Matthew Klein of Barron’s asks a simple question about future action from the Federal Reserve.
Every six or seven weeks, the members of the Federal Reserve’s Open Market Committee gather to discuss the economic outlook and financial conditions, after which they vote on the appropriate setting of monetary policy.
What if they didn’t?
Maybe officials should meet only when a quorum of voting members thinks they need to. (The next scheduled meeting is set to take place on Tuesday and Wednesday.)
Depending on the circumstances, officials could choose to wait months between meetings, or just days.
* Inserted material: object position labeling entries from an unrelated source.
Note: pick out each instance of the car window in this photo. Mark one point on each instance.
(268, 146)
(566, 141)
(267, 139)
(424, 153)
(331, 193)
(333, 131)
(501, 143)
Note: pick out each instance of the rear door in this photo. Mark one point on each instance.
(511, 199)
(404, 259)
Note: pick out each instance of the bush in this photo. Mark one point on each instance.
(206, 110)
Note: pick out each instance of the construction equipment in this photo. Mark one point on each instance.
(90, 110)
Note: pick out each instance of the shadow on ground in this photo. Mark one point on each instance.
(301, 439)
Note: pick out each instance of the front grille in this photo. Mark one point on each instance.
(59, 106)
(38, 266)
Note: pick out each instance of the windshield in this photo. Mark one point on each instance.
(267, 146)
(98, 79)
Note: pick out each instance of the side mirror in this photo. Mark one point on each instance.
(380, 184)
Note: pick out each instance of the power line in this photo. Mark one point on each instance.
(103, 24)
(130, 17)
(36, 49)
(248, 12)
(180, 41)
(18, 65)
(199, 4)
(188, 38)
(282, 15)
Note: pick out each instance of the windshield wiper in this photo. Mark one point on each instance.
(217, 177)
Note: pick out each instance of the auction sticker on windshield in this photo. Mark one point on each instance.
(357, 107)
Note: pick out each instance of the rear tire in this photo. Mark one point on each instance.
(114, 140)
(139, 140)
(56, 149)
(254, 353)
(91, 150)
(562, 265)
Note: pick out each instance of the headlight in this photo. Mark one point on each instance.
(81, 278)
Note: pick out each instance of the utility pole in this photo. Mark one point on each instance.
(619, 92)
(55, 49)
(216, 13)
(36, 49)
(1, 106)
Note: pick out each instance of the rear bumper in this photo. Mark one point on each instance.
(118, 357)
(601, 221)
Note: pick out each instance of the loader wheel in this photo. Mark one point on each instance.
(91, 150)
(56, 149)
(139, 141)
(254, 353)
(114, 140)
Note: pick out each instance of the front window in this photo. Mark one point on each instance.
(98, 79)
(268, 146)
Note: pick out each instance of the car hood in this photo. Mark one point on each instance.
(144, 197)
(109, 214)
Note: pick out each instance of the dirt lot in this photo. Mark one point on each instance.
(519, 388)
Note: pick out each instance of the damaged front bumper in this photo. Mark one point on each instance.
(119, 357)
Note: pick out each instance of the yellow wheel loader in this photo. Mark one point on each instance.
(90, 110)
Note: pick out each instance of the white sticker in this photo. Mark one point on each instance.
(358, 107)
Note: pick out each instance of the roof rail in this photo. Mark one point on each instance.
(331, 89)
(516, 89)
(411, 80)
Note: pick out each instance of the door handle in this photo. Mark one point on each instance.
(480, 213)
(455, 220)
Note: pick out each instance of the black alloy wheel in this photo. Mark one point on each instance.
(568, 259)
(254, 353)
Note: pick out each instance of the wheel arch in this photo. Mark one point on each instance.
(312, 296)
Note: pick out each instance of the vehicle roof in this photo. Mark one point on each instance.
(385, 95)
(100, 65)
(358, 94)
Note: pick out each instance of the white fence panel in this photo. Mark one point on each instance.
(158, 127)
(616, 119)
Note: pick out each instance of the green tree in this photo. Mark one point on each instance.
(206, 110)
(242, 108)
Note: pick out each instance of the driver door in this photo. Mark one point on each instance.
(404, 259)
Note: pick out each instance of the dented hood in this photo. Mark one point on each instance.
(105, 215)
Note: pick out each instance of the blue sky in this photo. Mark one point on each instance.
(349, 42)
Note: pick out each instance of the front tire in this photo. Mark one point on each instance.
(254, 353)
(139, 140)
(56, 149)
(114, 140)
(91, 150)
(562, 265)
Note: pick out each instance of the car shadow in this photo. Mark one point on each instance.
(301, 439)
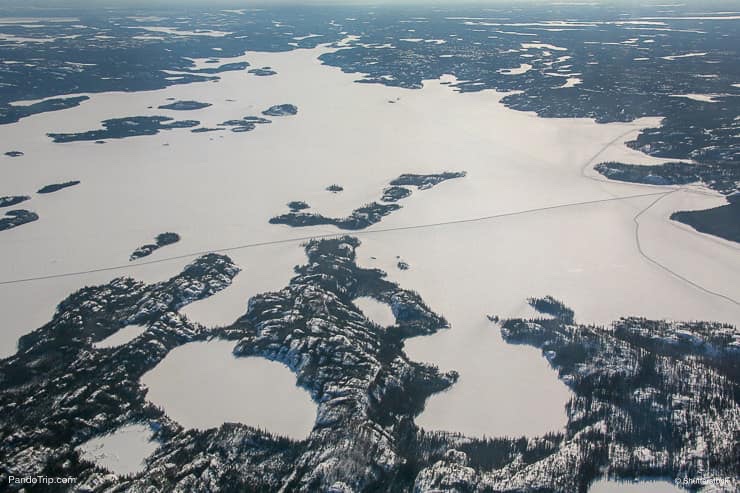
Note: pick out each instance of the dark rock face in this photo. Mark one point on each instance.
(281, 110)
(666, 174)
(121, 128)
(722, 221)
(263, 72)
(423, 182)
(646, 393)
(246, 124)
(394, 194)
(12, 114)
(551, 306)
(162, 240)
(366, 389)
(371, 213)
(10, 201)
(16, 218)
(57, 186)
(360, 218)
(184, 106)
(297, 205)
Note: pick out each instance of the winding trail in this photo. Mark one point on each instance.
(329, 235)
(667, 269)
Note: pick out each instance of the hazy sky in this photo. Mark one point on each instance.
(261, 3)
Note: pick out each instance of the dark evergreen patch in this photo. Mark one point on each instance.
(184, 106)
(722, 221)
(263, 72)
(16, 218)
(371, 213)
(281, 110)
(161, 240)
(121, 128)
(55, 187)
(10, 201)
Staff experts could regularly update officials via email as new data comes in, instead of preparing elaborate presentations and briefing books.
The suggestion may sound odd—and several people with central-banking experience told me their reservations—but there are several potential advantages to having meetings-by-demand.
First, it could improve the relationship between the central bank and the financial markets. The current system encourages interest-rate traders to bet trillions of dollars that the Fed will behave in particular ways on particular dates. …
… Ditching the fixed schedule would help make policy less predictable because it would spread the risk of a Fed move across the entire year.
Rate changes could occur—or not—at any time.
Making Fed policy less predictable could also make market prices better signals. In the ideal world, interest-rate traders would focus on pricing the cost of credit to balance supply and demand, while central bankers would calibrate monetary policy to be tight, loose, or neutral based on their interpretation of those market interest rates.